Oblolmov, her ne kadar tembel olsa da o; çevresindeki anlamsız yaşayışların farkındadır. Bu insanlar tembel değildir fakat diğer insanlarla yarış halinde yaşarlar.
Yazar, Oblomov’un hayatını, kişiliğini, hayatı algılayış biçimini etkileyici detaylarla anlatmış. Kitabı okurken Oblomov’un zihninin içindeymiş gibi yaşıyorsunuz.
Oblomov Kitabından Alıntılar
Olga “ İnsan iki defa sevemez, ahlaksızlık sayılır.”
Fazla kalabalıkta boğulur gibi oluyordu.
Ancak dürüst olmayan insanlar kendilerinden istenen şeyi yapmamak için istenmeyen ve yapılmayacak fedakârlıklardan söz ederler.
“Ben de sabahleyin sırf adınızı söylemek, adınızı duymak için size haber göndereceğim; gönderdiğim adamı, sizi benden önce gördüğü için kıskanacağım.”
İnsan niçin yaşadığını bilmezse günü gününe yaşamakla kalıyor; günün geçmesini, gecenin gelmesini beklemekten başka zevki olmuyor. Bugün nasıl yaşadım, sorusuna cevap vermeden uykuya dalıyor, ertesi gün gene aynı hayat.

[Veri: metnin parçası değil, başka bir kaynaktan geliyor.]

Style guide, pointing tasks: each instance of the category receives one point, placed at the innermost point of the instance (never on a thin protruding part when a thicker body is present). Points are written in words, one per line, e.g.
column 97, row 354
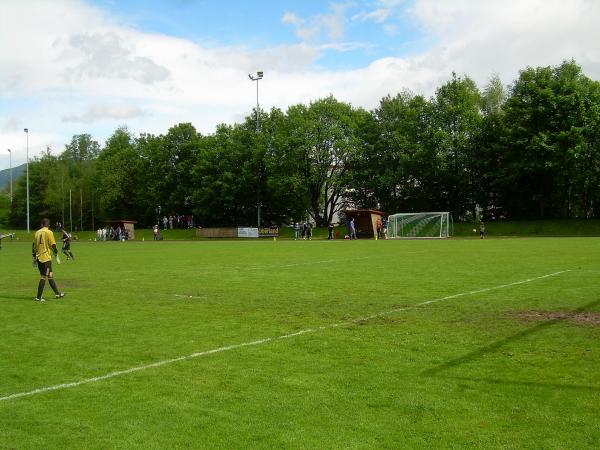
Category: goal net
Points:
column 419, row 225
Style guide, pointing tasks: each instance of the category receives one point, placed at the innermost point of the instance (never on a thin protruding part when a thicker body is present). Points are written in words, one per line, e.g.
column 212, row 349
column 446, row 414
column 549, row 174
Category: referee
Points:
column 43, row 244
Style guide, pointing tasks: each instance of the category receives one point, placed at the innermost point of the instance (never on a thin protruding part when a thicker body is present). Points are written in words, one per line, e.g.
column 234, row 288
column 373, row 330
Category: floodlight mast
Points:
column 10, row 169
column 259, row 76
column 26, row 130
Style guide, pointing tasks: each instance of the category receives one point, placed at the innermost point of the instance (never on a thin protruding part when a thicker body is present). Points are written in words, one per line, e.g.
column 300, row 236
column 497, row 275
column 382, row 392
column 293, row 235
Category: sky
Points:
column 69, row 67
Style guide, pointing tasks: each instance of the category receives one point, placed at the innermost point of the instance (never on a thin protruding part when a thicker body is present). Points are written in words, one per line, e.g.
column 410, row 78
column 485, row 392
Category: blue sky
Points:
column 89, row 66
column 259, row 24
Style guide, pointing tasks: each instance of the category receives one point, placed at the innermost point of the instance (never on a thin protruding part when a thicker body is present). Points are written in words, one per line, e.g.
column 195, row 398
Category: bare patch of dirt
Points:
column 579, row 318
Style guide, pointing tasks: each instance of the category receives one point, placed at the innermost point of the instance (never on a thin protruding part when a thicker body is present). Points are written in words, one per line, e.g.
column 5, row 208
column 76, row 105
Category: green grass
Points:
column 465, row 372
column 556, row 228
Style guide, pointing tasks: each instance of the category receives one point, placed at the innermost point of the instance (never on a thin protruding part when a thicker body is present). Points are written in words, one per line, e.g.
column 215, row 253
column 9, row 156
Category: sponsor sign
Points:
column 247, row 232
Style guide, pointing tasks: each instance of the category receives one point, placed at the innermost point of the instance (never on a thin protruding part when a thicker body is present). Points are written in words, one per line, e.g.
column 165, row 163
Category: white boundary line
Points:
column 226, row 348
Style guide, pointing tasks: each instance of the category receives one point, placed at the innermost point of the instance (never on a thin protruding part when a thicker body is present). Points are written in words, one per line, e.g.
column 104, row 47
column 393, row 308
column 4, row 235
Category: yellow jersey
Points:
column 42, row 244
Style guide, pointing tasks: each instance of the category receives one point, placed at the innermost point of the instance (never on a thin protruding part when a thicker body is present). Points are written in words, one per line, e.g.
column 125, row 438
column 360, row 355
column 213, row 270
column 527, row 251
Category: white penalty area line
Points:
column 227, row 348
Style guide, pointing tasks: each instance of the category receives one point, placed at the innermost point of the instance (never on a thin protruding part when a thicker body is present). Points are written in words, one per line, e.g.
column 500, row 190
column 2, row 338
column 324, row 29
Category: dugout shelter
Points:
column 365, row 221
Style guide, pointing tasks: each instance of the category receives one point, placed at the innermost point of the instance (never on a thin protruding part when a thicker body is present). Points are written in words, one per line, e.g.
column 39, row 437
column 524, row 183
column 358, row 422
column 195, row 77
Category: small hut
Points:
column 365, row 221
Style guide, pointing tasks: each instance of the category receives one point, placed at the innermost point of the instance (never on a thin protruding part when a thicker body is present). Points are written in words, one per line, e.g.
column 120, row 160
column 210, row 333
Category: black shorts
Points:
column 45, row 268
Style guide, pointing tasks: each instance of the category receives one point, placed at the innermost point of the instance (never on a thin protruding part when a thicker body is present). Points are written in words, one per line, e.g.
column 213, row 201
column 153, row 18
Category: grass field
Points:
column 304, row 345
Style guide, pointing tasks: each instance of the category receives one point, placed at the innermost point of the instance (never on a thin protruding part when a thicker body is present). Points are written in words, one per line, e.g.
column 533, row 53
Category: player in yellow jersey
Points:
column 44, row 245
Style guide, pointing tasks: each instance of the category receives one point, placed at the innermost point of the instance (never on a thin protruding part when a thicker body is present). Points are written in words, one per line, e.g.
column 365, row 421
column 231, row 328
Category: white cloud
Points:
column 378, row 15
column 332, row 24
column 105, row 112
column 104, row 55
column 70, row 68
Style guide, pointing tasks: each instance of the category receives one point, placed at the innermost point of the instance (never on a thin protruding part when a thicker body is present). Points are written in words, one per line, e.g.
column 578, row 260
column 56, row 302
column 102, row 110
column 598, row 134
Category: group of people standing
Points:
column 112, row 234
column 177, row 221
column 306, row 229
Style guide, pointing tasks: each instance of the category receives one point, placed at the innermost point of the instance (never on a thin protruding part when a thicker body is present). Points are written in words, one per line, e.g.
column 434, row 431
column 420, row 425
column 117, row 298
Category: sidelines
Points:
column 119, row 373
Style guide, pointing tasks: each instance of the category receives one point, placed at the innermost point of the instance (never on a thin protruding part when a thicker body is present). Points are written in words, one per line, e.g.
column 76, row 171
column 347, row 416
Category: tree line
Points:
column 528, row 150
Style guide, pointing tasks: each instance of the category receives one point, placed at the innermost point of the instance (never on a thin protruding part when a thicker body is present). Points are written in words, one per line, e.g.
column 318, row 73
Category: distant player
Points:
column 67, row 244
column 43, row 247
column 2, row 236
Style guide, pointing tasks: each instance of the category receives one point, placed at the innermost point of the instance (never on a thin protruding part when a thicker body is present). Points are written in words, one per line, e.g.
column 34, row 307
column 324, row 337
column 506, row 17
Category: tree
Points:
column 456, row 120
column 315, row 148
column 550, row 165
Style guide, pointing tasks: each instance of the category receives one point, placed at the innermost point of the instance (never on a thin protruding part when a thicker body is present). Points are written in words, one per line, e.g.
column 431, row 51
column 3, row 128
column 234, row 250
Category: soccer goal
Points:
column 419, row 225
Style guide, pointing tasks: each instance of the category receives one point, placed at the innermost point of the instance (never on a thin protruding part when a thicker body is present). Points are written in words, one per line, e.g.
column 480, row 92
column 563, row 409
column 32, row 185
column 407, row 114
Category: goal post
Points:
column 426, row 225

“Fakat basit olmayı öğrenmek için ne kadar vakit, ne kadar sabır, ne kadar çaba gerekmişti.”
“Hatıralar mutlu bir hayatın hatıraları olursa güzeldir; insana güç kapanmış yaraları hatırlatınca acı şeylerdir .”
“Evlenen kadın değildir ki, bizimle evlenirler ya da bizi kocaya verirler.”